The Russian-born Australian boxing star KOSTYA TSZYU, a 2-time world champion, ruled the junior welterweight division (140 pounds) with a sledgehammer straight right for years. Today, over a year since his 11th round TKO loss to England’s pride Ricky Hatton, the shoe-in for the Hall of Fame is still undecided about his future in the ring but, predictably, remains in the crosshairs of the boxing community, so impressive was his domination of top competition between 1998 and 2005. Below we offer an insight into the mind and makings of a legend, as told in Tszyu’s own words.

On the primary ingredient of success: Ability to give it all you have. Complete dedication. That is something you have to nurture and build up.

On birth gifts and what he added to the equation later one: A certain sense of balance. A sense of rhythm perhaps. But, unless you can work like a horse do not expect to succeed. That is what I did – I learned how to work like a horse.

On taking responsibility, in the simplest terms possible: A step to the left and a step to the right produce different results… Every choice has its own consequences.

On spirit and drive: The way I am now, with you and the way I am in public are two completely different individuals. Night and day. However, I would rather not see myself the way I am in the ring too often. In the ring, I have too much aggression.

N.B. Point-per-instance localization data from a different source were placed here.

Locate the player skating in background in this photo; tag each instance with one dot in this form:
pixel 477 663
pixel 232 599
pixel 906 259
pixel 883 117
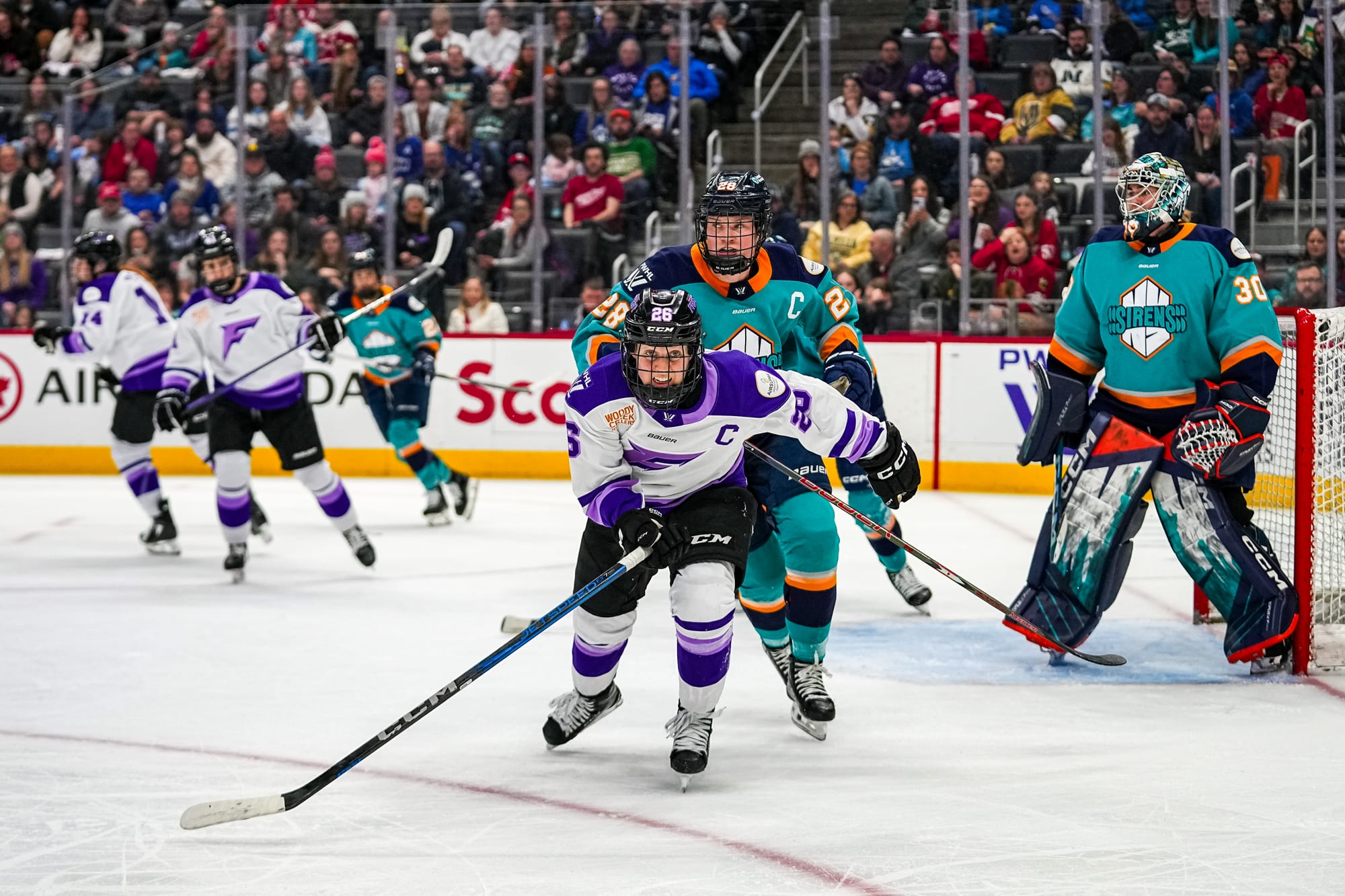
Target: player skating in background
pixel 789 313
pixel 232 325
pixel 399 343
pixel 123 326
pixel 1182 323
pixel 656 440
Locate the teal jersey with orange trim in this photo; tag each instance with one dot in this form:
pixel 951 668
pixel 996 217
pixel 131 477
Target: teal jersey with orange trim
pixel 389 338
pixel 1157 318
pixel 792 314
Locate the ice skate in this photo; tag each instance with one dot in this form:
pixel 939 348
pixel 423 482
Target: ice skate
pixel 915 592
pixel 572 712
pixel 436 507
pixel 260 525
pixel 162 536
pixel 691 733
pixel 462 489
pixel 813 706
pixel 236 561
pixel 360 545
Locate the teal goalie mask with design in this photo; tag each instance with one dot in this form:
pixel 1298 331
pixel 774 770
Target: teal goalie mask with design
pixel 1153 192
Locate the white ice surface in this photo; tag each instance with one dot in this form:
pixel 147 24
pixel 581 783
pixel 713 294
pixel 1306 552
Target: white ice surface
pixel 132 686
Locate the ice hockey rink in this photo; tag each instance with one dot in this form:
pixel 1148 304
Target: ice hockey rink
pixel 960 762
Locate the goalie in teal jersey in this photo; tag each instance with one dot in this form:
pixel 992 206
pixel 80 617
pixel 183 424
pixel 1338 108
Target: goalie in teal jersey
pixel 1176 318
pixel 761 298
pixel 399 343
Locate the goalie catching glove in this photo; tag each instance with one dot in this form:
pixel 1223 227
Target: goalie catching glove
pixel 648 528
pixel 1225 432
pixel 894 473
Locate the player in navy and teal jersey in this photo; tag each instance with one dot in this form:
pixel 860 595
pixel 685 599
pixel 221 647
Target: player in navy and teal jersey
pixel 400 342
pixel 1176 317
pixel 763 299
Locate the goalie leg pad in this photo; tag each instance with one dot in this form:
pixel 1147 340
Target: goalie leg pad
pixel 1231 560
pixel 1078 569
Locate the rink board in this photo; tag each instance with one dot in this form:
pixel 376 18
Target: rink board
pixel 964 405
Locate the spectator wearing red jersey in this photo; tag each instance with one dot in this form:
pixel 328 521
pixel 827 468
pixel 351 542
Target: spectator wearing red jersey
pixel 127 153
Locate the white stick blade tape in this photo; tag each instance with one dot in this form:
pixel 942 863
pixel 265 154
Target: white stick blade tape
pixel 221 811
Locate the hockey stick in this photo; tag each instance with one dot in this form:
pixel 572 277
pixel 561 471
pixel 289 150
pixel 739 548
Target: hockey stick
pixel 1102 659
pixel 228 810
pixel 442 249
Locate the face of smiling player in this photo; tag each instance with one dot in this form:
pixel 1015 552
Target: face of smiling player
pixel 731 236
pixel 661 366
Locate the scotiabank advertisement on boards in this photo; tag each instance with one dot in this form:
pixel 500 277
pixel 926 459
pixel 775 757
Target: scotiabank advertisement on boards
pixel 962 405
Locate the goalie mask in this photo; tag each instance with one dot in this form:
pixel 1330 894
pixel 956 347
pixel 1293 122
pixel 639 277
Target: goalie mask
pixel 734 220
pixel 662 354
pixel 1153 192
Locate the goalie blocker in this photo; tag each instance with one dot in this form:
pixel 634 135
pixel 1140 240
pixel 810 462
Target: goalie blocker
pixel 1079 568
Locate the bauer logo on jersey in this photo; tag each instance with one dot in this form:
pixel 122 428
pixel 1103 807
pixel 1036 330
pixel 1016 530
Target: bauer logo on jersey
pixel 1147 318
pixel 769 385
pixel 621 417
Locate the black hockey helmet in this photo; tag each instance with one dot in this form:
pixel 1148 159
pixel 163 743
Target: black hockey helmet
pixel 95 247
pixel 734 193
pixel 216 243
pixel 668 319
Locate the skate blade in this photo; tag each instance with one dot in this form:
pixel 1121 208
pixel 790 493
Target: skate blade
pixel 814 729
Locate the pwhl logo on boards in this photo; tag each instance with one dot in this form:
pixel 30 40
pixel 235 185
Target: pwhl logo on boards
pixel 11 388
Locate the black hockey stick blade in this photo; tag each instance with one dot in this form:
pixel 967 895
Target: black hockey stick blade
pixel 228 810
pixel 1102 659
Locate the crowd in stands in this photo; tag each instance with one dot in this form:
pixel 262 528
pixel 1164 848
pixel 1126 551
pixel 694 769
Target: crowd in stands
pixel 154 140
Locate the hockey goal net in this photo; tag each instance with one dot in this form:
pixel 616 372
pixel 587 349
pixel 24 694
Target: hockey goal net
pixel 1300 495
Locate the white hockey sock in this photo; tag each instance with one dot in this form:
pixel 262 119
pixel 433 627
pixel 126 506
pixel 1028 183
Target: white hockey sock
pixel 139 471
pixel 330 493
pixel 233 475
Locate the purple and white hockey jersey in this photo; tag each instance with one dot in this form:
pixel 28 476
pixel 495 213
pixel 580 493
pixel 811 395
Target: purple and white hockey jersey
pixel 625 455
pixel 122 325
pixel 235 334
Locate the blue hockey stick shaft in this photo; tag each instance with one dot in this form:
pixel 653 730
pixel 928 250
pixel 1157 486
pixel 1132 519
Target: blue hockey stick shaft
pixel 228 810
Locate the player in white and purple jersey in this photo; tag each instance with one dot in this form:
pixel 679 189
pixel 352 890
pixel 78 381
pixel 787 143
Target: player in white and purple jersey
pixel 233 325
pixel 656 442
pixel 123 327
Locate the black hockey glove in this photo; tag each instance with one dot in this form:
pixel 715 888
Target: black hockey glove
pixel 46 337
pixel 853 368
pixel 170 409
pixel 648 528
pixel 1225 432
pixel 894 473
pixel 329 330
pixel 424 365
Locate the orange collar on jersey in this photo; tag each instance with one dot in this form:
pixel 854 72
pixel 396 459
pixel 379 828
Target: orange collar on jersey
pixel 357 303
pixel 759 280
pixel 1167 244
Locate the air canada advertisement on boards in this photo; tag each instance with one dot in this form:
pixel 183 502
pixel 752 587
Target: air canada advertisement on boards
pixel 981 392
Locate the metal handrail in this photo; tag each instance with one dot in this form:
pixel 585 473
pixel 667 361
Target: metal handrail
pixel 1300 163
pixel 1250 205
pixel 762 106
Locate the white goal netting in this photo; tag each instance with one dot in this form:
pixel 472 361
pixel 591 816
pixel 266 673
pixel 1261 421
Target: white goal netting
pixel 1300 495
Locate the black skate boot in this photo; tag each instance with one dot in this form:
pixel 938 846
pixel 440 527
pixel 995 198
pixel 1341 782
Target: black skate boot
pixel 691 733
pixel 915 592
pixel 463 491
pixel 436 507
pixel 260 525
pixel 813 706
pixel 162 536
pixel 572 712
pixel 358 542
pixel 236 561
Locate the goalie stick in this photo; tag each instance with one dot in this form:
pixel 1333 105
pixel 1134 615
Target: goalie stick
pixel 442 249
pixel 1102 659
pixel 227 810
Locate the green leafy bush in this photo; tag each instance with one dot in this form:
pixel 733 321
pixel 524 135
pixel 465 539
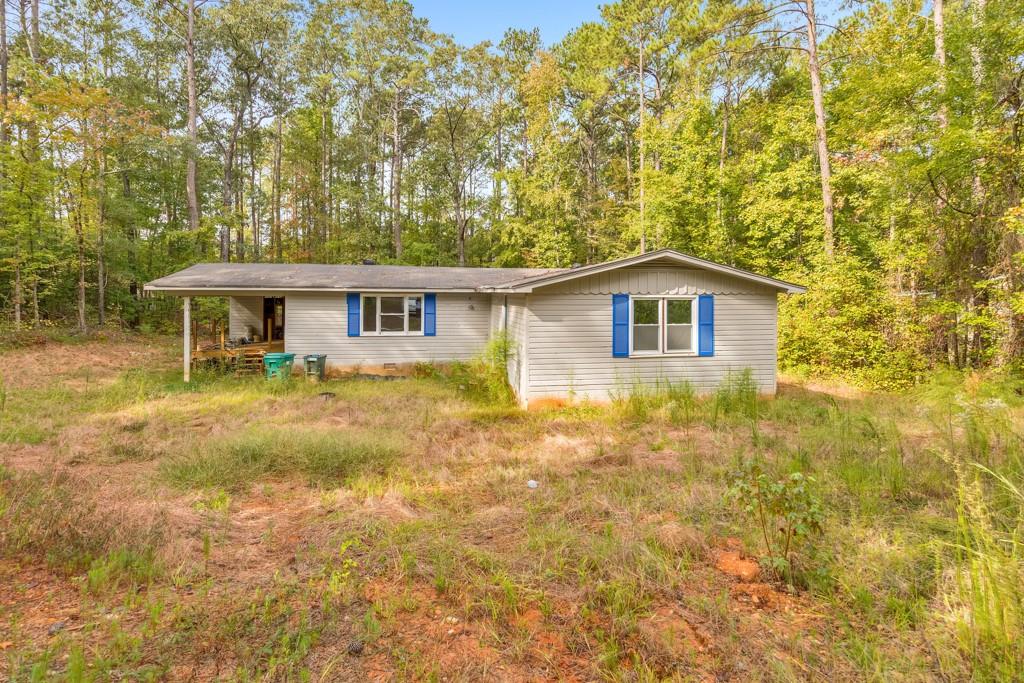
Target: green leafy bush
pixel 849 325
pixel 785 510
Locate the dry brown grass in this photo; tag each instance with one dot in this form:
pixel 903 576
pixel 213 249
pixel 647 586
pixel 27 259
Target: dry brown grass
pixel 440 561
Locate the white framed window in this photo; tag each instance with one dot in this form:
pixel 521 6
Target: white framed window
pixel 663 326
pixel 393 314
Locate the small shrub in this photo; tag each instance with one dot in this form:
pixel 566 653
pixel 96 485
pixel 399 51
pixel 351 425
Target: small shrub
pixel 736 394
pixel 485 378
pixel 785 510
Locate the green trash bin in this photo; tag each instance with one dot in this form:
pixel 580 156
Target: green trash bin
pixel 315 365
pixel 279 365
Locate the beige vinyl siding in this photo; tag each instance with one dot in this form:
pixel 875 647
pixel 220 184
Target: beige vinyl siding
pixel 570 336
pixel 317 324
pixel 242 312
pixel 518 361
pixel 497 313
pixel 649 280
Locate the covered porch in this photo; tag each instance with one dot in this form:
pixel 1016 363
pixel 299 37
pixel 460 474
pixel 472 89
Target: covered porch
pixel 254 328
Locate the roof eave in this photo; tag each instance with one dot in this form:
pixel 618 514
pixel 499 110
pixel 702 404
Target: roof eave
pixel 528 285
pixel 231 291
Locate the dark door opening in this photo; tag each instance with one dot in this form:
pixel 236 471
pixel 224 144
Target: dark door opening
pixel 273 318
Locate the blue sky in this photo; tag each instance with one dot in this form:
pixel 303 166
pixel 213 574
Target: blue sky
pixel 472 22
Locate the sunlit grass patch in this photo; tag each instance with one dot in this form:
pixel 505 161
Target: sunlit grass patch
pixel 51 516
pixel 325 458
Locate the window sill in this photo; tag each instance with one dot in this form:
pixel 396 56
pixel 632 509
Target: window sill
pixel 659 354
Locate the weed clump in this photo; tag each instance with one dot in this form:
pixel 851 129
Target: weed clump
pixel 53 517
pixel 324 458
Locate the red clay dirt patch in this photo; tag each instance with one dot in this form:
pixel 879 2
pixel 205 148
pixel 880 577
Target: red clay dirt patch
pixel 730 562
pixel 42 602
pixel 40 365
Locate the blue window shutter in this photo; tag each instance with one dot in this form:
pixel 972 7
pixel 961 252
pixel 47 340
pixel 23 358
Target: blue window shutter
pixel 430 315
pixel 353 313
pixel 621 326
pixel 706 325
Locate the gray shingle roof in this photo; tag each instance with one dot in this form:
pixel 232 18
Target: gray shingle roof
pixel 320 276
pixel 223 279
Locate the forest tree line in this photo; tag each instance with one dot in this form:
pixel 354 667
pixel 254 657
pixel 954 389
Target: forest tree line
pixel 873 155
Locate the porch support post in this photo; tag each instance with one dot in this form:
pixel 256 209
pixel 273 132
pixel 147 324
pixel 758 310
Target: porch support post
pixel 187 337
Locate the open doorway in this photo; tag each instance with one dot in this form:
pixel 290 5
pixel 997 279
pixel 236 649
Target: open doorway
pixel 273 318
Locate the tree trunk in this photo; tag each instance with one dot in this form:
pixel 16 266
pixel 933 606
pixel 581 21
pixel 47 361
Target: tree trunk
pixel 640 145
pixel 978 76
pixel 723 147
pixel 193 115
pixel 460 220
pixel 940 57
pixel 396 175
pixel 227 187
pixel 253 213
pixel 17 290
pixel 275 182
pixel 80 242
pixel 100 257
pixel 3 73
pixel 819 130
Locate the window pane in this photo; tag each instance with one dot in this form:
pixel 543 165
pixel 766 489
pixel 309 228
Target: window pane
pixel 415 314
pixel 680 311
pixel 645 311
pixel 392 323
pixel 392 305
pixel 680 338
pixel 370 313
pixel 645 337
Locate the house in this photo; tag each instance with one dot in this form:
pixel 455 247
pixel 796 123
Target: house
pixel 585 332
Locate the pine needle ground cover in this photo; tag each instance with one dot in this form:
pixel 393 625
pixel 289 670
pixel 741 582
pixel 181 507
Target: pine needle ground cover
pixel 358 529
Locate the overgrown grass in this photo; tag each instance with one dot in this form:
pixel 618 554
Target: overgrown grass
pixel 324 459
pixel 426 513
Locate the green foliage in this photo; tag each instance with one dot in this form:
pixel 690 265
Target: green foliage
pixel 485 378
pixel 785 510
pixel 850 326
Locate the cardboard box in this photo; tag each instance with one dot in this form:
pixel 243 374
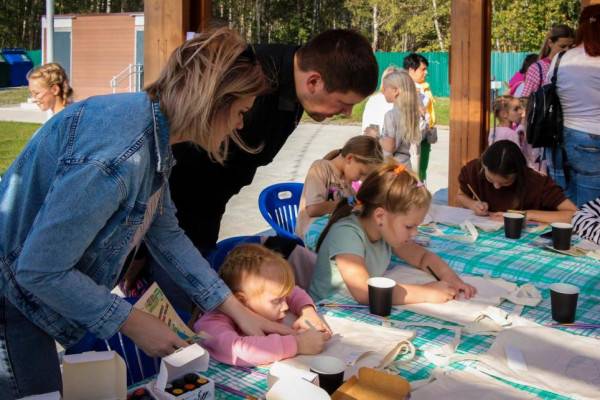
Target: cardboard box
pixel 94 375
pixel 285 371
pixel 372 384
pixel 191 359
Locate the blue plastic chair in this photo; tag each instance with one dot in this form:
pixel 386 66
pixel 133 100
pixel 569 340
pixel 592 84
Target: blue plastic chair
pixel 139 365
pixel 217 257
pixel 278 205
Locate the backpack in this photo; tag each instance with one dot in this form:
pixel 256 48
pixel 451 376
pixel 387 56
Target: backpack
pixel 544 114
pixel 545 119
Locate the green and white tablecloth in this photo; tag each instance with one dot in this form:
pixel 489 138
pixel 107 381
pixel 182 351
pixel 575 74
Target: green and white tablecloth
pixel 515 260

On complexity of boxing: Boxing is a chess tournament. Not just one match but an entire tournament where every single punch is a calculated move. A good Grandmaster can plan a game three or four moves ahead. And that is how I worked on many aspects of my technique: for instance, you can throw a left in three to five different ways and, of course, one can respond to those three to five different punches in up to ten ways. It just snowballs from there. If you try to calculate the next two or three moves [in a fight] you are dealing with 50-60 combinations. If you visualize them, act them out in advance, things will go smoother in the ring because you will know what to expect.

On improvisation vs. experience and professionalism: The room for improvisation is immense. However, while boxing may be unpredictable one can do very little without experience and professionalism.

On what constitutes professionalism: When everything you do you do with a single, overarching goal in mind. And that literally means everything - when you eat, breathe, grant an interview, have a meeting, anything and everything.

On importance of money: Money equals freedom.

On his next goal: I am trying to change people's lives and do something not for myself but for others. I derive tremendous gratification from that.